Ella pertenecía a ese grupo de pescadoras llamadas ama, que bucean a pulmón para rescatar ostras del fondo marino: son arrebatadoras de tesoros al mar que todo lo arrastra, pero al ver los despojos del barco que avanza a ellas, se arrojan al rescate de los sobrevivientes aferrados al mástil, las ventanas o cualquier pedazo de madera y los hacen volver a la vida abrazando sus cuerpos, a los que les transmiten su calor. A Álvaro, el secretario de Rodrigo de Viveros le salva la vida una pescadora a quien llamaban Tonbo, su nombre era Nanami, pero así le decían porque de nacimiento tenía detrás del cuello la marca de una libélula. Mientras lo cuida, oculta respetuosa, su amor, pero al final no aguanta las ganas y se le entrega el día de la partida.
En la mitología del desastre se entremezclan lo dulce y lo amargo. El colmo que vive Álvaro, es el de embarazarla pero después aún peor: embarazar también a otra mujer; el misterio está en que a las dos las hace infelices sin saberlo, y se salpica él de tanta infelicidad. ¿Por dónde podía haberse cortado ese nudo?
La Galván lo corta mediante un elemento: lo sobrenatural. Crea dos historias que van avanzando y lo que parece casi imposible, al final se entrelazan.

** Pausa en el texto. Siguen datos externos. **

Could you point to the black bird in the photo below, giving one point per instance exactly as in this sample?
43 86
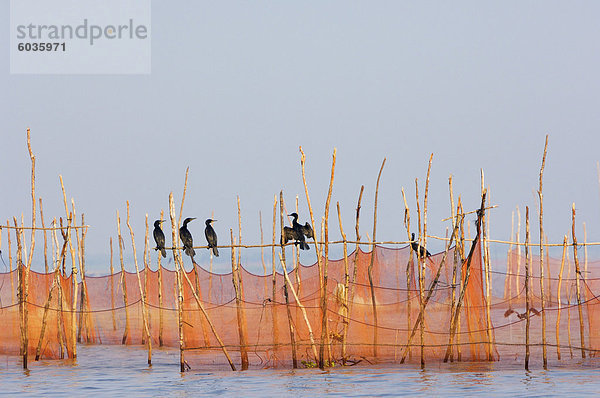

Sorprende cómo encajó con tal maestría su novela en la crónica: Diario de Álvaro de las Casas, criollo de la Nueva España.
La acción se cuenta desde muchos ángulos. La voz no es una sola, sino diversas voces con visión de conjunto. La parte moderna, en primera persona, la narra una mujer, que acompaña a Japón a su marido como nuevo representante de un banco: Erika, enclaustrada en el patio del silencio social, a quien se le suicida su mejor amigo. Ella crece por dentro como personaje. De ser un ama de casa con su pequeña hija que apenas roza en lo profundo la va ganando la belleza de Japón, sus templos, su cultura, y es precisamente a ella a quien asaltan raptos sobrenaturales: Un monje budista se le aparece en el jardín de las libélulas para confiarle la verdad oculta: ha venido al Japón a pagar un guiri. Ella pregunta cómo lo sabe, él le contesta: “Por el sello de la libélula que llevas en el cuello”. Japón alguna vez se llamó isla libélula, dado que desde lo alto, las islas semejan la forma de una libélula, insecto respetado en Japón entre otras cosas, porque se come al parásito del arroz.
¿Qué es un guiri? Una obligación que no se deshace ni con la muerte. Por tanto hay que cumplirla, aunque sea en otra vida, en otro siglo y con otro cuerpo.
La sugerencia es para los cineastas: aquí hay material. Si Tom Cruise en El último samurái nos remite a un Japón todavía suspendido entre lo medieval y lo moderno, aquí, la divertida mezcla de lo sobrenatural y el humor ganaría taquilla porque tiene de todo: tema, romance, sexo. Sólo falta la garra del cinematógrafo.
Kyra Galván, El sello de la libélula, Ediciones B, México, Vergara; 2017.